I only saw a handful of his movies on the big screen at a theater, though.  I was always too poor to afford the movies when I was younger, and most of his early movies wouldn’t have been at the theaters in the small-ish town I lived in at the time.  I’m talking about Gallipoli, Tim, The Year of Living Dangerously, Mrs. Soffel, The River, and of course the first two Mad Max Movies.  I liked the first two more than Thunderdome, which went all Hollywood, and while it was good, the grit that made the first two movies so great, was gone.  (Although, I still go around my house calling water, “wawtehr” because of the way the kids chanted “Wawkehr” (they thought he was their savior, Walker).)

Road Warrior and Dog

The Road Warrior was in my top 5 all-time favorite movies from the early- or mid-80’s, up until the time Mel’s anti-semitic, racist rants became known.  I’ve seen the movie dozens of times…back in the day, my husband and I would go out to our favorite bar on the weekends and go home and watch either Pink Floyd’s The Wall, The Song Remains the Same, or The Road Warrior.  (Hubby was much less of a fan of RW because he was a pacifist, whereas I…am so not.)  I had matted, framed photos of the Road Warrior hanging in my house for over 10 years.

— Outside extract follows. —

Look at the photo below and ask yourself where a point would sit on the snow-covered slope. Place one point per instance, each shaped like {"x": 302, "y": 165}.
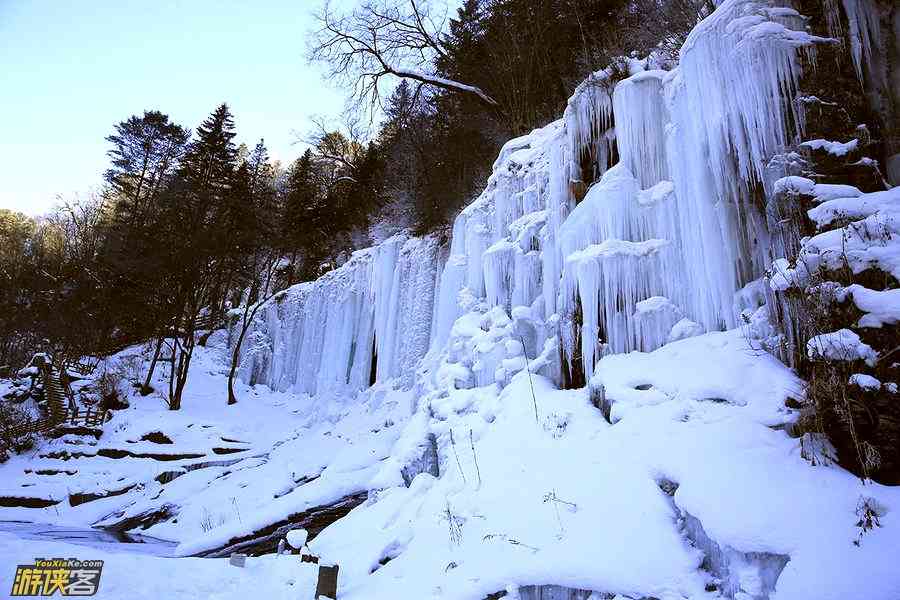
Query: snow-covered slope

Around the time Thunderdome came out, Mel did an interview – I think it was in Rolling Stone – in which he was surprisingly candid.  This was of course in the mid-80’s, long before actors or any celebrity for that matter, opened up about difficulties in their lives.  I was really struck by the interview because he was in a very dark frame of mind and talked about exhaustion from doing so many movies in a row, that he was getting ready to take a break and go home to his ranch in Australia and ride motorcycles.

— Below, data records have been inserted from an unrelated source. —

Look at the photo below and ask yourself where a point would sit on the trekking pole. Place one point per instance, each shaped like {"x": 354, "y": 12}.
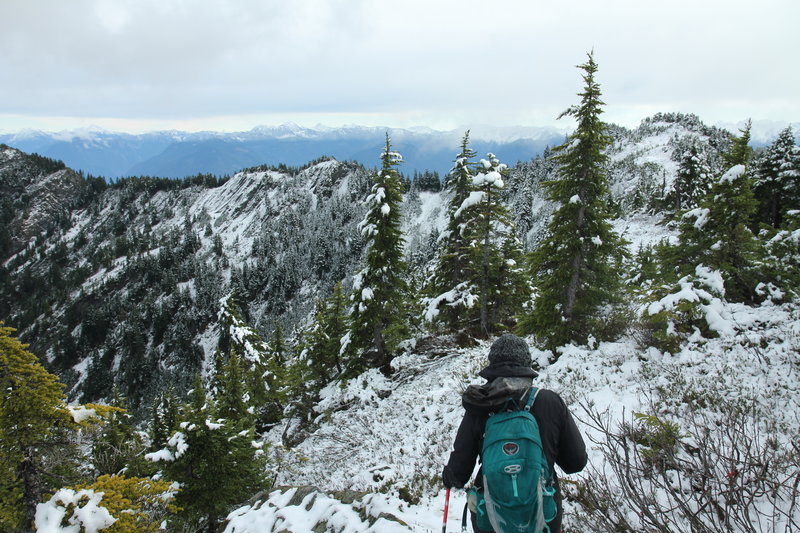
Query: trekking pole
{"x": 446, "y": 508}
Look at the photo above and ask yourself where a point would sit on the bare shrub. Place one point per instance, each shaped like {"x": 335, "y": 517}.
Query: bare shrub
{"x": 725, "y": 467}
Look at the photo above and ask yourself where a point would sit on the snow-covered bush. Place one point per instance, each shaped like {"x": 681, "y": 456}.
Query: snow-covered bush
{"x": 717, "y": 465}
{"x": 692, "y": 310}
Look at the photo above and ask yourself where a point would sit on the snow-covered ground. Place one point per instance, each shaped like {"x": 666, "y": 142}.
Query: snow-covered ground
{"x": 387, "y": 439}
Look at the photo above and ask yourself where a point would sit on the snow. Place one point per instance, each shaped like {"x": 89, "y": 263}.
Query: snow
{"x": 378, "y": 434}
{"x": 87, "y": 515}
{"x": 733, "y": 174}
{"x": 80, "y": 413}
{"x": 474, "y": 198}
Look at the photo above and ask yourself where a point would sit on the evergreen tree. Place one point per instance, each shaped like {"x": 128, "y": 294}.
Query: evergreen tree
{"x": 118, "y": 447}
{"x": 213, "y": 459}
{"x": 449, "y": 286}
{"x": 378, "y": 319}
{"x": 262, "y": 366}
{"x": 495, "y": 253}
{"x": 716, "y": 234}
{"x": 576, "y": 268}
{"x": 693, "y": 177}
{"x": 324, "y": 338}
{"x": 777, "y": 179}
{"x": 32, "y": 410}
{"x": 164, "y": 419}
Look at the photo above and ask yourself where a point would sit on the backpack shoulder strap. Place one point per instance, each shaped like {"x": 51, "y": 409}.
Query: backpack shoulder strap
{"x": 533, "y": 392}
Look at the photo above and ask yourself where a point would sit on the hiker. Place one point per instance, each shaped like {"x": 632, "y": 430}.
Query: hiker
{"x": 510, "y": 375}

He talked about being destructive – not just a little, but significantly destructive.  He said he’d had problems with drinking – it was bad, and he talked about having some rage issues, and it came down to him having to get his shit together or he’d lose his wife.

I’m pretty sure it’s either the 2nd or 3rd article here to the left.  I was going to quote the areas I’m talking about here, but I’m too cheap to pay the $20 for a subscription, but if you have one, you can access these.

Anyway, I thought about his sort of confessions at a lot, mostly because they came as such a surprise at the time – and the media was nothing like it is now, so no one picked up and ran with that “dirt”.  He was a shooting star, very quickly becoming The Star, and in those days I guess the media didn’t want to alienate celebrities, because of course there was no internet, no 24-hour news cycles, and all of the trappings that come with those things.

I don’t like scandals…I’m not into watching and reading about what celebrities are doing or not doing, and especially don’t like seeing the negative stuff about their personal lives, because I can’t understand why in the hell that’s any of my business.  So yeah, I’m kind of out touch in that sense.  But something about this latest rant unnerves me, and I kind of have the feeling he’s not long for this world.  I know what anger does to my body these days, and the level of rage he’s been displaying has got to be destroying his body.  The repercussions have got to be really damaging for him, psychologically.  The man was on such a high pedestal – put there by Hollywood and by us, the public – so he’s in the midst of such a long, long fall.  Everything in him may break when he hits the pavement…and that may be soon.

Listen, I know he’s a shithead, but a lot of us are shitheads, just maybe in different ways.  But the guy clearly has psychological problems and a serious drinking problem – I wish he could get help.  And I wonder about his ex-wife and kids, and how they tolerated whatever it was they had to endure.  And how are they dealing with all of this?  Surely they’ve got to be very, very concerned.

Something about this is now tragic…it isn’t just fodder for Mel-hating anymore.